In the ancient city of Assos in Turkey, there was a strange phenomenon – stone sarcophagi in the necropolis of Assos could decompose bodies at an unusual speed. Instead of taking between 50 and 200 years for the bodies inside to disintegrate, they only took 40 days. Consequently, they became known as σαρκο φαγοσ (‘sarko fagos’) in Greek, which translates to ‘flesh eater’, and it was from this interpretation that the word ‘sarcophagus’ arose.
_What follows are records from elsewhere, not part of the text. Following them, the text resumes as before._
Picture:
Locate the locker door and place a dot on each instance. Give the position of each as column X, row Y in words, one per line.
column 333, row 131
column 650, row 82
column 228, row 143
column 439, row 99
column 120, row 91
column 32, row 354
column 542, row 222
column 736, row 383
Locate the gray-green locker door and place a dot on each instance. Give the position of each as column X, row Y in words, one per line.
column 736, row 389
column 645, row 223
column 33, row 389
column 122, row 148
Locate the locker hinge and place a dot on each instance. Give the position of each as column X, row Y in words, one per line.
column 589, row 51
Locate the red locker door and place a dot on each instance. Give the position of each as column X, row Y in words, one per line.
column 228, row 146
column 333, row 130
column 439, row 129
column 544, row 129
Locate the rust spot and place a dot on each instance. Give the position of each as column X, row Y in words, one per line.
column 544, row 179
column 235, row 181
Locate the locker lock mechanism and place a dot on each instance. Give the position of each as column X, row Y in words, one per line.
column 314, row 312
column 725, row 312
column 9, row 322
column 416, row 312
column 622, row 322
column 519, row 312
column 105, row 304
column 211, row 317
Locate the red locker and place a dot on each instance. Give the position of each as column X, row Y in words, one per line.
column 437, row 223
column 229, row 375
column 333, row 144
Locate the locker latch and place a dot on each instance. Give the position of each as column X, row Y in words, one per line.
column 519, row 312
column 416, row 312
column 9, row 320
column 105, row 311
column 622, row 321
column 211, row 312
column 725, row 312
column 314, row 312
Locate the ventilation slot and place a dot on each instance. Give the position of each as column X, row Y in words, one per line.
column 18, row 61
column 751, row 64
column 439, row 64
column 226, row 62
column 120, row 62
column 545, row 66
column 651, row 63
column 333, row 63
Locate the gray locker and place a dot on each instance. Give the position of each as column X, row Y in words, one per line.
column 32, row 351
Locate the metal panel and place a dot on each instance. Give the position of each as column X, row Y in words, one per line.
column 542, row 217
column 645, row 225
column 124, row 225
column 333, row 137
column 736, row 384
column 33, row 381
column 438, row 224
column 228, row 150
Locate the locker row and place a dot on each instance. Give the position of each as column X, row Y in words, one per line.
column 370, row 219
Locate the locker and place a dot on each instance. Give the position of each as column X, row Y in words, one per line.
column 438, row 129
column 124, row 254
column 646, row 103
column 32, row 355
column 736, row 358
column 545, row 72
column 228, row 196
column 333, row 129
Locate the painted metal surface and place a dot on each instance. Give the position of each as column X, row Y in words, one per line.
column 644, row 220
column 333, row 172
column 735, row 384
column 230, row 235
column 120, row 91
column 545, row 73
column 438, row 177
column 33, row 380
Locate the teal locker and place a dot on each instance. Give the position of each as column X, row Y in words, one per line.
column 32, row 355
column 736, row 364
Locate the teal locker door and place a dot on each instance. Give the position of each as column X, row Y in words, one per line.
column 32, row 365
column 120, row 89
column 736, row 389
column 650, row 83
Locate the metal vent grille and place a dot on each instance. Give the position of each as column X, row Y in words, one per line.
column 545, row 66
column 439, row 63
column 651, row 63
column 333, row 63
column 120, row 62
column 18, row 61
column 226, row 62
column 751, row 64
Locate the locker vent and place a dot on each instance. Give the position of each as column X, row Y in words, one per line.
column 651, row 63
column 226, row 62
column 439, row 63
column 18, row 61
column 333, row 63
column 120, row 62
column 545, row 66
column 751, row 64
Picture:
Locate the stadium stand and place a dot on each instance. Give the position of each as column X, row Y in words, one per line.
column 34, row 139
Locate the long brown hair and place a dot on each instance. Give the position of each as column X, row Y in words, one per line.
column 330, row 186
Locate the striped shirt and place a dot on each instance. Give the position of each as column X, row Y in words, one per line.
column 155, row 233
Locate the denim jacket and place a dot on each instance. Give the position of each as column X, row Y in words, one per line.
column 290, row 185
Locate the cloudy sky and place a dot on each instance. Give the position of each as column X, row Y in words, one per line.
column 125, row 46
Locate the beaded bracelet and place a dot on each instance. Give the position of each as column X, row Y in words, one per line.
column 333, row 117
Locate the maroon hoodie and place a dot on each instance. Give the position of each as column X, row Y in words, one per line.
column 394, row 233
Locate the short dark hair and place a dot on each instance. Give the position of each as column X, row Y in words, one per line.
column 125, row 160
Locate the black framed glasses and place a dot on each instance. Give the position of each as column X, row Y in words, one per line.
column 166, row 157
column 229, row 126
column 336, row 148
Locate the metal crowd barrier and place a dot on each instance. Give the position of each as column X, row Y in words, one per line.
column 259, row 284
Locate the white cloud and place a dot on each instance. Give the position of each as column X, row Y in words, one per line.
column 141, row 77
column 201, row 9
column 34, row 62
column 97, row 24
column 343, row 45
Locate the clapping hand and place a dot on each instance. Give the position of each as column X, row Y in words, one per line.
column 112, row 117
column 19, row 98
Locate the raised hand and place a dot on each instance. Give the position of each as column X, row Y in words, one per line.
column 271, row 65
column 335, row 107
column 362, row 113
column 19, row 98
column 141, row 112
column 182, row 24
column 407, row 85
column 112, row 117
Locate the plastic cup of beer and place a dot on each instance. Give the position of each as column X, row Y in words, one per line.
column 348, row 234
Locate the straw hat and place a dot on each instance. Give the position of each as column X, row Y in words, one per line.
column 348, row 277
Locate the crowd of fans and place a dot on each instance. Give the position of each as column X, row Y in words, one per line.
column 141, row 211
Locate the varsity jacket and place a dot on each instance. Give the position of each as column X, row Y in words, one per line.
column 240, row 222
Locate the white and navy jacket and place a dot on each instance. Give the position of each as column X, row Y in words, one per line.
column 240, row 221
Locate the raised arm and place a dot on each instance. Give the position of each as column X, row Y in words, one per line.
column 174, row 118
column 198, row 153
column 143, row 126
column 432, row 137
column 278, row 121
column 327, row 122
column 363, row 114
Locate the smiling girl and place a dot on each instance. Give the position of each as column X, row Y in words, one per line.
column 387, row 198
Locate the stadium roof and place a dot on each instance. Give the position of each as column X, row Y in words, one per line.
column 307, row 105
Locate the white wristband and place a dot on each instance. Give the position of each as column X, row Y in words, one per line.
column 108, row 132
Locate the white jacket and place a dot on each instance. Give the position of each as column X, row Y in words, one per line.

Assos is a small, historically rich town in the province of Çanakkale in Turkey, founded from 1000 to 900 BC by Aeolian settlers from Lesbos. Settlers built a Doric temple to Athena atop the rock in 530 BC, from which Hermias, a student of Plato, ruled the region, bringing great prosperity and turning Assos into a center for some of the greatest philosophers of the world. world. It was here that Aristotle married the Pythia in 348 BC. This “golden period” of Assos ended several years later when the Persians arrived and then tortured Hermias to death. The Persians were driven out by Alexander the Great in 334 BC. It was then ruled for a century by the Pergamon kings, before they lost control of the city and it was absorbed into the Roman Empire.

The first sarcophagi appear in the necropolis of Assos in the 5 e century BC. They were simple andesite stone coffins with a flat lid on top. In Roman times they became more ornate.

The sarcophagi seem to have been recognized very early for their unique characteristics and were widely traded from the port of Assos, to Rome and Egypt.

Scientists still don’t fully understand what properties of the stone cause the bodies within to decay rapidly, but research is underway to unravel the mystery of Assos’ “meat-eating” sarcophagi.